Blog posts is modeling an entity and a relationship at the same time which is invalid according to 6nf (according to the third manifesto).

In 6nf, it would be:

Blogs { BlogName }
Posts { PostTitle }
BlogPosts { BlogName, PostTitle}

If I wanted to order blog posts by a sequence nbr (just an example), that would be another table

BlogPostsSorting { BlogName, PostTitle , SortOrder }

Do I have it correct?

share|improve this question
    
Your proposed 6NF schema assumes that no blog ever reuses a post title. – Jonathan Leffler Sep 25 '11 at 18:51
    
First, while Date and Darwen have a lot to say on 6NF, I don't believe TTM does. Second, note that although 6NF is always achievable it is not always desirable. See Darwen's An Introduction to Relational Database Theory (free download), 7.3 Assessment of 6NF decomposition, pp180-2. – onedaywhen Sep 26 '11 at 11:43
up vote 3 down vote accepted

sqlvogel is correct in this answer.

Except for this little detail: whether Blogs is redundant or not depends on whether you want/need to enforce a constraint to the effect that all Blogs tuples must have at least one corresponding BlogPost tuple. You didn't state anything to make that clear.

The same holds for your third relvar Posts, except that in this case it is highly unlikely that it could be valid for a PostTitle to exist, without it appearing as the title of at least one BlogPost.

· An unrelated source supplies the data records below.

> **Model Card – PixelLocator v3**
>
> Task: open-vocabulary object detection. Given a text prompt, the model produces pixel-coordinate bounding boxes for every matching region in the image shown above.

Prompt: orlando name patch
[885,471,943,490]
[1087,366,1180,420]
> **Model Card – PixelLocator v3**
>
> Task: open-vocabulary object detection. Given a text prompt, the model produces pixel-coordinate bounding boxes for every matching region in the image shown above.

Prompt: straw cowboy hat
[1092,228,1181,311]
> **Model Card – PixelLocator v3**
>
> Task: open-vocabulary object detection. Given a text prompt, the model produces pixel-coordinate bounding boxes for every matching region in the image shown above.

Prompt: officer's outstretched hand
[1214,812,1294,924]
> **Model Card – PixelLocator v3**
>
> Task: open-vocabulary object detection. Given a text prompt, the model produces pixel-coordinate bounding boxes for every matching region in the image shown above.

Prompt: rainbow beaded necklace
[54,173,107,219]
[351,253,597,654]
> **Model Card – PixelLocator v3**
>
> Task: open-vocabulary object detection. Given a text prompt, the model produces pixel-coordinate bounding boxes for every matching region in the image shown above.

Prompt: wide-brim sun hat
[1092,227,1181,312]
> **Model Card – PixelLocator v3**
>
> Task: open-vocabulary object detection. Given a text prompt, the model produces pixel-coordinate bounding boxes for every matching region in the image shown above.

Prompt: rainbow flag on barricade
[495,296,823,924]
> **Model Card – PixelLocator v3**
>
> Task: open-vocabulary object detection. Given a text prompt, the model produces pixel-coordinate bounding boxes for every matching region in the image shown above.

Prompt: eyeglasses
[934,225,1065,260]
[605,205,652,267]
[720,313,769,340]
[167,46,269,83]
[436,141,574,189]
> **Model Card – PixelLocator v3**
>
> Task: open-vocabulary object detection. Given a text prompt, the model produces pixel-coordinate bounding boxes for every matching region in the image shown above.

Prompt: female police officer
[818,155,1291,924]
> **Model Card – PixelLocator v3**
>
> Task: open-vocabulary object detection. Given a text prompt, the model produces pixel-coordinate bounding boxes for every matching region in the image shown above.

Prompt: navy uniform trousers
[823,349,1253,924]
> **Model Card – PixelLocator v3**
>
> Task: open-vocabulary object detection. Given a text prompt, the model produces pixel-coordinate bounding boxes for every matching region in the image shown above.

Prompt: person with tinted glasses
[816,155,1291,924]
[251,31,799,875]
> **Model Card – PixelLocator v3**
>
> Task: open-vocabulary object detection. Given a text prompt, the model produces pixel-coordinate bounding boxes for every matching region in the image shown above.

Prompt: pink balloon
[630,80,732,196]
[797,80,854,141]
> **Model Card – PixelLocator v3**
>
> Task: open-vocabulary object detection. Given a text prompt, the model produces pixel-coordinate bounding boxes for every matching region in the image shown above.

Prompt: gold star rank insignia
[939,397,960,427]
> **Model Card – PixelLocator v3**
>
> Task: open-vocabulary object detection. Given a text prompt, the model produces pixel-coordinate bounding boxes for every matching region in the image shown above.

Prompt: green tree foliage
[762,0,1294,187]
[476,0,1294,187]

Whether you need the SortingOrder relvar as an extra one depends on whether or not there can be BlogPosts for which no sorting order is needed. If there cannot, then your SortingOrder relvar simply replaces BlogPosts. If there can, then you can have the two relvars; or alternatively you can still just have the SortingOrder relvar, and hack your way through the case of posts without ordering by using a dummy value (e.g., always -1).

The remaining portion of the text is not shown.